Fala-se muito do efeito “Avenida Brasil”, que deixou “órfãos” do
conflito de Carminha (Adriana Esteves) e Nina (Débora Falabella). Também
culpou-se o horário de verão, o horário eleitoral e a temática repetida
desde “O Clone” e “Caminho das Índias”.
Em entrevista à colunista Mônica Bergamo nesta quinta (29),
Glória justificou os índices baixos que sua história tem alcançado por
conta do preconceito social que os brasileiros teriam contra pessoas que
vivem no morro do Alemão, principal locação da trama.
Em parte é
verdade, mas o problema de “Salve Jorge” parece ser mais de narrativa
que de tema. Fosse assim, filmes como “Cidade de Deus” e “Tropa de
Elite” não seriam campeões de bilheteria e novelas como “Vidas em Jogo”,
da Record, não teriam alcançado altos índices de audiência na
concorrência.
Em sua primeira cena, “Salve Jorge” parecia que ia
embarcar em uma tendência bastante comum nos seriados americanos e que o
autor João Emanuel Carneiro aplicou, com erros e acertos, em “Avenida
Brasil”: a narrativa fragmentada, que mostra concomitantemente fatos
ocorridos no passado e no presente.
“Lost” segurou seu público
assim, “Revenge” idem, “American Horror Story” idem.

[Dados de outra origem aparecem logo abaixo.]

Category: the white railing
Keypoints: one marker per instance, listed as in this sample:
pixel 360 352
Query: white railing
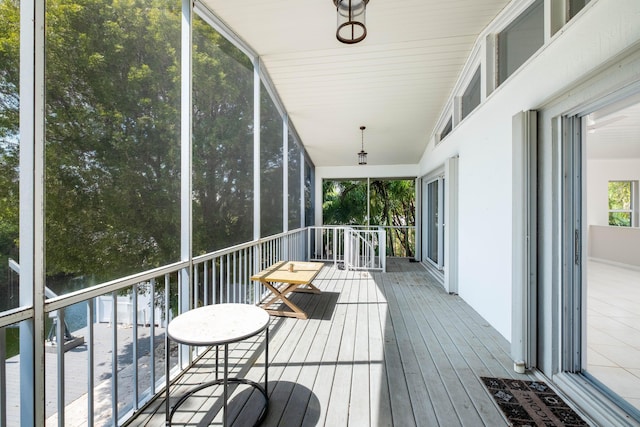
pixel 357 248
pixel 363 249
pixel 120 366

Quando o
telespectador vê Morena (Nanda Costa) sendo vendida e, logo após,
fugindo, cria-se uma expectativa pelo destino da heroína, especialmente
após o corte e o retorno aos meses que precedem aquele fato.
No
entanto, logo após esse pequeno salto no tempo, a narrativa volta a ser
convencional e arrastada (especialmente pelo excesso de tramas e
personagens). O telespectador se entedia com a repetição da fórmula país
exótico, dancinha, bordão, marketing social, e o primeiro momento de
empatia se dissolve.
Isso porque a forma de leitura do espectador
mudou desde que a leitura fragmentada proporcionada pela internet
subverteu o modelo vigente de narrativa linear. Ninguém mais tem
paciência para prólogos intermináveis que, após cem capítulos, chegarão a
parte da conclusão. As pessoas querem ver e ouvir histórias que façam
sentido em meio à desconexão de ideias, porque é assim que percebem a
vida atualmente.
Além desse aspecto, fragmentar a história em dois
tempos proporciona ao autor uma maior facilidade em criar ganchos e
trazer fatos novos ao público, o que, por sua vez, dá dinâmica ao
desenrolar da trama.
Quem provavelmente sofrerá do mesmo mal de
Glória Perez será o autor Manoel Carlos, o segundo na fila das 21h. Mais
uma vez sua protagonista será uma Helena que provavelmente vive no
Leblon e que certamente terá os momentos mais prosaicos de sua vida,
como cafés da manhã intermináveis, levados ao público. Em um mundo de
hypertexto, quem ainda tem paciência para acompanhar uma narrativa
linear? Só se ela for cheia de efeitos especiais, explosões, tecnologia
3D e outros elementos que, sabemos, a novela das 21h ainda não oferece.